CD Review of Quiet Please...The New Best of Nick Lowe by Nick Lowe
Nick Lowe: Quiet Please...The New Best of Nick Lowe
Recommended if you like
Dave Edmunds, Graham Parker,
Elvis Costello
Label
Yep Roc
Nick Lowe:
Quiet Please...
The New Best of Nick Lowe

Reviewed by Jeff Giles

()

H
e’s beloved by critics, respected by his peers, and he’s had a few hits; in fact, although you may well have no idea who Nick Lowe is, this two-disc set marks the third time he’s received the career-spanning compilation treatment.
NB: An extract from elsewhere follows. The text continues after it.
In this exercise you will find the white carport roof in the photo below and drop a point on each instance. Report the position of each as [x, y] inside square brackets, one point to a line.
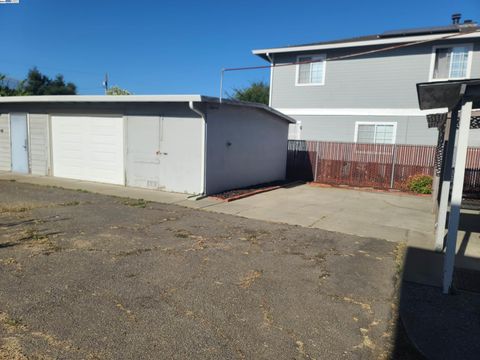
[459, 96]
[137, 99]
On the other hand – and this is probably more illustrative of Lowe’s solo career fortunes over the long run – Quiet Please…The New Best of Nick Lowe is the only one of those compilations that’s in print, and if past developments are any indication, that won’t last for long.

Nick Lowe

As anyone who’s ever listened to a Nick Lowe album could tell you, his catalog’s tendency to fade in and out of availability has nothing to do with the quality of his work. Lowe has had an extremely varied career – he surfaced in the ‘70s as a member of pub rock legends Brinsley Schwarz, quickly made a name for himself as a producer for acts as varied as the Damned and Elvis Costello, spent the ‘80s fusing New Wave and roots rock with a string of smart, commercially neglected records, and finally settled into his musical dotage in the early ‘90s by shifting smoothly into a more sedate country-soul sound – but he’s never released a bad record; even 1988’s poorly titled Pinker and Prouder than Previous is really only a letdown by Lowe’s own high standard.
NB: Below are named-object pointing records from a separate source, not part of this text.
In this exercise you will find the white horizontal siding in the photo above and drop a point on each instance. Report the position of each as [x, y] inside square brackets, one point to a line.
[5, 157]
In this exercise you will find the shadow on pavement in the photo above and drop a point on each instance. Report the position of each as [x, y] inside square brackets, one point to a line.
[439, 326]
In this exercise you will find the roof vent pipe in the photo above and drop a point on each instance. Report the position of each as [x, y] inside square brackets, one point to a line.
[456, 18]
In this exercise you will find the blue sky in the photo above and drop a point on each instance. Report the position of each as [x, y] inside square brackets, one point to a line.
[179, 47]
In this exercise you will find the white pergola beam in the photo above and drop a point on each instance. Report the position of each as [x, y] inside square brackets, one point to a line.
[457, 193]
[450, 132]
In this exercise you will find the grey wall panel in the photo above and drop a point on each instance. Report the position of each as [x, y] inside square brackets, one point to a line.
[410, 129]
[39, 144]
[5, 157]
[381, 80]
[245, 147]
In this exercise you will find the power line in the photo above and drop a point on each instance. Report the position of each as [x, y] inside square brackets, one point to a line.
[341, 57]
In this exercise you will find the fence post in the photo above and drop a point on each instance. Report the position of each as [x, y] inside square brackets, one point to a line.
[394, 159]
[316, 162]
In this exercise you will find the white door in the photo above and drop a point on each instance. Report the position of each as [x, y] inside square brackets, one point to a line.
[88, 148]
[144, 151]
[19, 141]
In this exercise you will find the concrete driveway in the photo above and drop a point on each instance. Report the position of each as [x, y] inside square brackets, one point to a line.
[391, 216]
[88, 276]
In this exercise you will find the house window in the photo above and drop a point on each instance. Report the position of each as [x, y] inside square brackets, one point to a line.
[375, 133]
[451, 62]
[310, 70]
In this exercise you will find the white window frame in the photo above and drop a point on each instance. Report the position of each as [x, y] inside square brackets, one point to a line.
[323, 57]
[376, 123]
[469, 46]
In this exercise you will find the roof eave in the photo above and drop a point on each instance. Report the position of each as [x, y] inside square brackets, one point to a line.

It’s for this reason that the Lowe fan can listen to all 49 tracks of Quiet Please… and come away quibbling with the "best of" portion of the title. No "Time Wounds All Heels"? No "Man of a Fool"? And what about Lowe’s transcendent covers of songs like "She Don’t Love Nobody" or "True Love Travels on a Gravel Road"? You get the idea. But there’s more behind these exclusions than the size limit of a CD – compilation producer Gregg Geller wanted to focus on Lowe’s original material, and also made an effort to draw a straight line between his earlier, punkier stuff and his more gentlemanly current sound; as a result, unlike 1990’s Basher: The Best of Nick Lowe, this set highlights Lowe’s softer side, both as a younger artist (1978’s "Endless Sleep") and elder statesman (2001’s "Let’s Stay in and Make Love"). Despite the overlap between the two compilations, Quiet Please… actually makes for a more contemplative counterpoint to the wall-to-wall pop of Basher.
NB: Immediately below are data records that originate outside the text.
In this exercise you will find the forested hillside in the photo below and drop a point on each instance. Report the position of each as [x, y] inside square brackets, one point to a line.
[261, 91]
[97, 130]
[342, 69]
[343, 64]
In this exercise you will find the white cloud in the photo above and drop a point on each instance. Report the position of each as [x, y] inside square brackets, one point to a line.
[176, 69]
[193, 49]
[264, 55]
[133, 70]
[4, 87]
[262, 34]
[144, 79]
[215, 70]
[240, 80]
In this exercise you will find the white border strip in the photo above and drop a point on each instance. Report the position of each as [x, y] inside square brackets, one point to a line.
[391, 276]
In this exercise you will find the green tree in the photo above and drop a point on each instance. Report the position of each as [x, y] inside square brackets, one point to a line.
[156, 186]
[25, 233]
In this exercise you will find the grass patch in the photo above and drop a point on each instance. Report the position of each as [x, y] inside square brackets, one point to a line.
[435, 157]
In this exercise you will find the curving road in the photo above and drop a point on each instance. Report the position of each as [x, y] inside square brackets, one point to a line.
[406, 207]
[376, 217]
Of course, nobody needs two Nick Lowe best-ofs, and actually, pretty much anyone who’s interested in buying his music probably already has a fairly extensive collection – which is probably why the Lowe box, The Doings, dropped out of print so quickly, and why Columbia only sells Basher through digital outlets; these sets are nice gateways to Lowe’s extensive catalog, but people stopped walking through that gate a long time ago. To Yep Roc’s credit, Quiet Please… doesn’t come with any new cuts to entice the faithful; although there is a deluxe edition that comes with a live DVD, you can get it for $17 through Amazon, which is about as much as you’d pay for the DVD even without two CDs of music you already own attached to it. And if, for some reason, you don’t own any of these songs, and you consider yourself a fan of intelligent, dryly humorous pop music, then just stop whatever you’re doing and order yourself a copy of this compilation. Hurry, before it goes out of print.